Cette nuit-là, Amadou Bangoura, étudiant béninois de 30 ans, ne l’oubliera pas. Vers 22 heures, après sa séance de sport dans le quartier de Liberté 6 à Dakar, les rues sont presque désertes. Les commerces ont fermé leurs portes, ne laissant que quelques phares percer l’obscurité. Alors qu’il rentre chez lui, une patrouille de police l’interpelle brutalement : « Présentez vos papiers », lui ordonnent deux agents en descendant de leur véhicule.
une campagne de contrôles controversée dans la capitale dakaroise
Depuis quelques jours, la Direction de la police des étrangers et des titres de voyage mène une vaste opération de vérification ciblant principalement les ressortissants d’Afrique de l’Ouest. Officiellement lancée pour « renforcer la sécurité des populations », cette campagne a déjà conduit à 490 contrôles entre le 30 juin et le 8 juillet. Résultat : 36 personnes en situation irrégulière ont été déférées au parquet pour séjour illégal.
Amadou Bangoura, installé au Sénégal depuis cinq ans avec un titre de séjour valide, témoigne de son expérience traumatisante : « Je me suis demandé ce qui pouvait m’arriver. » Son cas n’est pas isolé. Cette vague de contrôles, aussi brutale que soudaine, entache l’image de la Teranga, ce concept d’hospitalité sénégalaise si célébré.
des pratiques administratives jugées excessives
« Ce qui inquiète aujourd’hui, ce n’est pas l’existence d’une politique migratoire en soi, mais la normalisation d’une logique de suspicion systématique envers les étrangers », soulignent des responsables d’associations locales dans un communiqué diffusé le 13 juillet. Le texte dénonce des arrestations arbitraires, des « exigences administratives démesurées » et des « détentions prolongées sans motif valable ».

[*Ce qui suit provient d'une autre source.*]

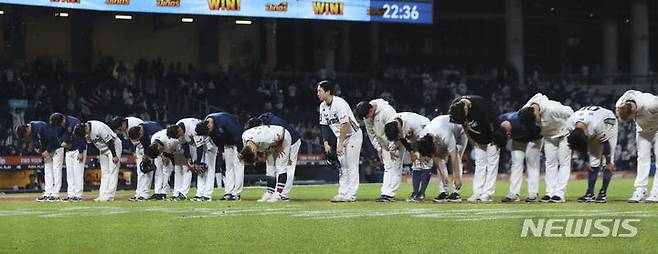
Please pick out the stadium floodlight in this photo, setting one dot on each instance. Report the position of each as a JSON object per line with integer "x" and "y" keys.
{"x": 243, "y": 22}
{"x": 125, "y": 17}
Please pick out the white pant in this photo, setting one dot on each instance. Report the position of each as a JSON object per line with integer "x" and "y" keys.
{"x": 205, "y": 182}
{"x": 392, "y": 171}
{"x": 558, "y": 166}
{"x": 461, "y": 148}
{"x": 525, "y": 155}
{"x": 162, "y": 174}
{"x": 143, "y": 180}
{"x": 645, "y": 142}
{"x": 182, "y": 180}
{"x": 348, "y": 176}
{"x": 109, "y": 175}
{"x": 486, "y": 169}
{"x": 53, "y": 172}
{"x": 234, "y": 171}
{"x": 75, "y": 173}
{"x": 294, "y": 151}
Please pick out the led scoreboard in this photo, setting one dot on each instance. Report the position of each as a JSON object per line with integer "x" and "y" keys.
{"x": 419, "y": 12}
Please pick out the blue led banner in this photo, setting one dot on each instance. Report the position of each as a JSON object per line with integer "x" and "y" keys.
{"x": 419, "y": 12}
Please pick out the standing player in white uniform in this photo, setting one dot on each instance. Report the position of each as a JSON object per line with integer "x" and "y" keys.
{"x": 443, "y": 140}
{"x": 276, "y": 143}
{"x": 121, "y": 125}
{"x": 593, "y": 133}
{"x": 643, "y": 108}
{"x": 109, "y": 146}
{"x": 337, "y": 119}
{"x": 200, "y": 155}
{"x": 375, "y": 115}
{"x": 551, "y": 116}
{"x": 526, "y": 153}
{"x": 163, "y": 153}
{"x": 402, "y": 132}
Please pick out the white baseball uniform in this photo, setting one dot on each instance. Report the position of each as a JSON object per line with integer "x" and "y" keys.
{"x": 101, "y": 135}
{"x": 267, "y": 138}
{"x": 205, "y": 184}
{"x": 333, "y": 115}
{"x": 453, "y": 138}
{"x": 601, "y": 127}
{"x": 646, "y": 126}
{"x": 552, "y": 121}
{"x": 143, "y": 180}
{"x": 392, "y": 164}
{"x": 163, "y": 171}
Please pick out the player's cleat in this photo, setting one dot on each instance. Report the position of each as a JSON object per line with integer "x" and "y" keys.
{"x": 442, "y": 197}
{"x": 276, "y": 197}
{"x": 601, "y": 198}
{"x": 339, "y": 198}
{"x": 266, "y": 196}
{"x": 385, "y": 198}
{"x": 638, "y": 196}
{"x": 454, "y": 198}
{"x": 589, "y": 197}
{"x": 511, "y": 198}
{"x": 652, "y": 199}
{"x": 412, "y": 198}
{"x": 557, "y": 199}
{"x": 474, "y": 198}
{"x": 486, "y": 198}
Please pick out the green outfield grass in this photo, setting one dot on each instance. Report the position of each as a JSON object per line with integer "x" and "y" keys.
{"x": 310, "y": 224}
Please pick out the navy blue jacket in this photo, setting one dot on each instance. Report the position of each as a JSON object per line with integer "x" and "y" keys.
{"x": 519, "y": 132}
{"x": 44, "y": 136}
{"x": 270, "y": 119}
{"x": 150, "y": 128}
{"x": 66, "y": 135}
{"x": 227, "y": 130}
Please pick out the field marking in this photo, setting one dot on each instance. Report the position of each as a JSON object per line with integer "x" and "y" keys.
{"x": 299, "y": 211}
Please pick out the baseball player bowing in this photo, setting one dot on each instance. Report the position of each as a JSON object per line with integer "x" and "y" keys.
{"x": 109, "y": 147}
{"x": 270, "y": 119}
{"x": 76, "y": 152}
{"x": 276, "y": 143}
{"x": 226, "y": 131}
{"x": 643, "y": 108}
{"x": 375, "y": 115}
{"x": 337, "y": 119}
{"x": 45, "y": 141}
{"x": 593, "y": 133}
{"x": 402, "y": 132}
{"x": 200, "y": 156}
{"x": 526, "y": 149}
{"x": 140, "y": 136}
{"x": 167, "y": 156}
{"x": 443, "y": 140}
{"x": 551, "y": 116}
{"x": 478, "y": 117}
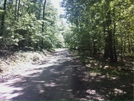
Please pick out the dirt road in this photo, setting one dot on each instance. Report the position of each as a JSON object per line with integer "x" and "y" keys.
{"x": 59, "y": 77}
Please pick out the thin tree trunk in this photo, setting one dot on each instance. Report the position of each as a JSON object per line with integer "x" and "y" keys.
{"x": 3, "y": 18}
{"x": 44, "y": 6}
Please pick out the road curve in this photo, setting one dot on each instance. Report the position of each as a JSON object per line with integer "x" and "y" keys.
{"x": 59, "y": 77}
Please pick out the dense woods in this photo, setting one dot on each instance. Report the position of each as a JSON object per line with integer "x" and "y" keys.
{"x": 29, "y": 24}
{"x": 101, "y": 26}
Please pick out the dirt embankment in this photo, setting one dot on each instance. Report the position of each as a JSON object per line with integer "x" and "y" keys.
{"x": 14, "y": 63}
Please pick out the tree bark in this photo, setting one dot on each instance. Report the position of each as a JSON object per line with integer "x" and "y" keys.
{"x": 3, "y": 18}
{"x": 44, "y": 6}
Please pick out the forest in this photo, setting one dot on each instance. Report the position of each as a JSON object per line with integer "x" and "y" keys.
{"x": 32, "y": 25}
{"x": 101, "y": 26}
{"x": 90, "y": 56}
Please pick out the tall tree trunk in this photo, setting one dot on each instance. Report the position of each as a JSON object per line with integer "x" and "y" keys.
{"x": 44, "y": 6}
{"x": 16, "y": 4}
{"x": 18, "y": 9}
{"x": 3, "y": 18}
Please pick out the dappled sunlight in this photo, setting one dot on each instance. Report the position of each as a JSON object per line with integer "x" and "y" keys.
{"x": 63, "y": 77}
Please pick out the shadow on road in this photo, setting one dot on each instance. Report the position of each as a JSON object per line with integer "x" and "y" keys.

Les réseaux sociaux, notamment TikTok, amplifient cette tendance. Des discours hostiles visent particulièrement la communauté guinéenne, qui représente plus de 40 % des résidents étrangers au Sénégal. Ces derniers sont accusés de « voler le travail des Sénégalais », un argumentaire rappelant les discours xénophobes récurrents en Afrique du Sud.
un paradoxe national à l’heure de la présidence sénégalaise de la CEDEAO
Ces opérations de contrôle surviennent alors que le Sénégal vient tout juste de prendre la présidence tournante de la Communauté économique des États de l’Afrique de l’Ouest (CEDEAO). Un mandat qui, selon les observateurs, devrait pourtant incarner l’unité et la solidarité régionale, valeurs fondamentales de l’organisation.